Regarding respiratory muscle strength, the overall reduction in strength was primarily influenced by the presence of breast cancer rather than by SARS-CoV-2 infection. However, when analyzing the sample of women with cancer separately, it was observed that the presence of COVID-19 was associated with lower inspiratory muscle strength in this population. These findings support the notion that respiratory muscle strength, already diminished due to neoplasia, can be further exacerbated by a history of COVID-19. Studies indicate that metabolic changes and an increased systemic inflammatory state in cancer contribute to cachexia, a complex disorder characterized by significant and progressive loss of skeletal muscle mass, with or without concurrent loss of adipose tissue [5]. In addition to the loss of muscle mass in cancer patients, there is an increased production of inflammatory cytokines that triggers the release of various myofibrillar proteins associated with sarcopenia [12,13].

Sarcopenia is characterized by low musculoskeletal mass, diminished grip strength, and reduced walking speed, and it is associated with a decline in quality of life and decreased tolerance to therapies, ultimately leading to a poor prognosis. A study [1] indicates that thoracic radiotherapy for breast cancer can lead to a decrease in inspiratory capacity and vital capacity, adversely affecting lung volume and respiratory muscle strength. Therefore, the findings of the present study align with the existing literature.

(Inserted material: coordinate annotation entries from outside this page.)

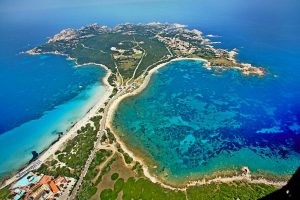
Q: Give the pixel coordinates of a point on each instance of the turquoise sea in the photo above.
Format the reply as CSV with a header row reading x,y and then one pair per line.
x,y
41,96
191,120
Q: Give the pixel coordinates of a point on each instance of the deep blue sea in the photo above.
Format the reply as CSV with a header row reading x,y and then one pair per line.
x,y
43,95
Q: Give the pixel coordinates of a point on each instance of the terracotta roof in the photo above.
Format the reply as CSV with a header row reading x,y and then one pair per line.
x,y
45,179
53,187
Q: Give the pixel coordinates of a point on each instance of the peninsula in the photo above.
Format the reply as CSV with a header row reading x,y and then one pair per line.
x,y
91,154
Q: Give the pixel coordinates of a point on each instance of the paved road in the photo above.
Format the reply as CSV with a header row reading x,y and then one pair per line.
x,y
96,144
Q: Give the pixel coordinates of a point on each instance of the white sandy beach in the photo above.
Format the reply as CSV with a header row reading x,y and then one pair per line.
x,y
146,170
66,136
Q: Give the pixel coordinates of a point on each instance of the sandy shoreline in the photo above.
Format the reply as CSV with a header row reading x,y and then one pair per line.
x,y
153,177
108,89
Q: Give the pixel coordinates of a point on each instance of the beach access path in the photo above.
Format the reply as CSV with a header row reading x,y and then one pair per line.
x,y
65,137
100,133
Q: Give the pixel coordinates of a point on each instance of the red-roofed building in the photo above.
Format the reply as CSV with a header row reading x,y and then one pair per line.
x,y
53,187
45,179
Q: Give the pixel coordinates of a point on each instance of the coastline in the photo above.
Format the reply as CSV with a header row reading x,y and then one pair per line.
x,y
155,178
69,134
147,172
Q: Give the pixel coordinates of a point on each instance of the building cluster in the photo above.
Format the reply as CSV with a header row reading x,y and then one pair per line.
x,y
34,187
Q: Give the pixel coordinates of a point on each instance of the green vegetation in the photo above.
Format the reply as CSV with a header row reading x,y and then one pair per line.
x,y
106,169
127,45
238,190
139,189
5,193
88,188
127,158
100,157
114,176
145,189
74,155
110,136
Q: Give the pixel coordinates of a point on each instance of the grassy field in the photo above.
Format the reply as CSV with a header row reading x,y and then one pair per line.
x,y
144,189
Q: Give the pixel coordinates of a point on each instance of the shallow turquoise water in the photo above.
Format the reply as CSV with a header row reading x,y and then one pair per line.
x,y
192,120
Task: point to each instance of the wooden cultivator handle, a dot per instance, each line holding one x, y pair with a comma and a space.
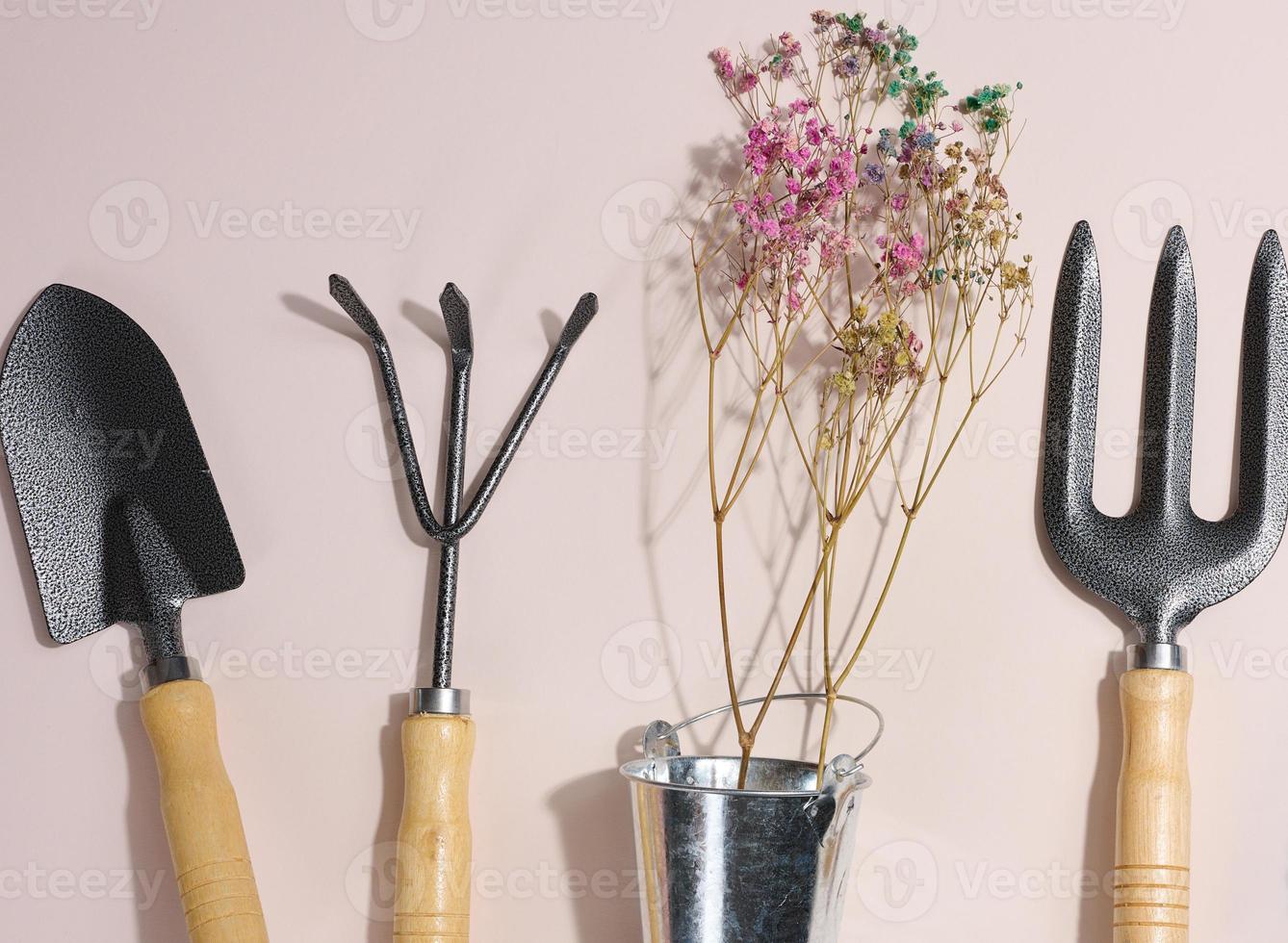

The exacerbation of respiratory muscle strength loss caused by COVID-19 in the present study aligns with findings from a study [16] conducted on volleyball players, which compared the respiratory muscle strength of athletes with and without a history of COVID-19 three months post-infection. Although the players with a history of the disease did not exhibit severe symptoms and were not hospitalized, their respiratory muscle strength was significantly lower than that of players without a history of infection. Indeed, respiratory muscle impairment may contribute to the persistence of post-infection symptoms, such as dyspnea [11].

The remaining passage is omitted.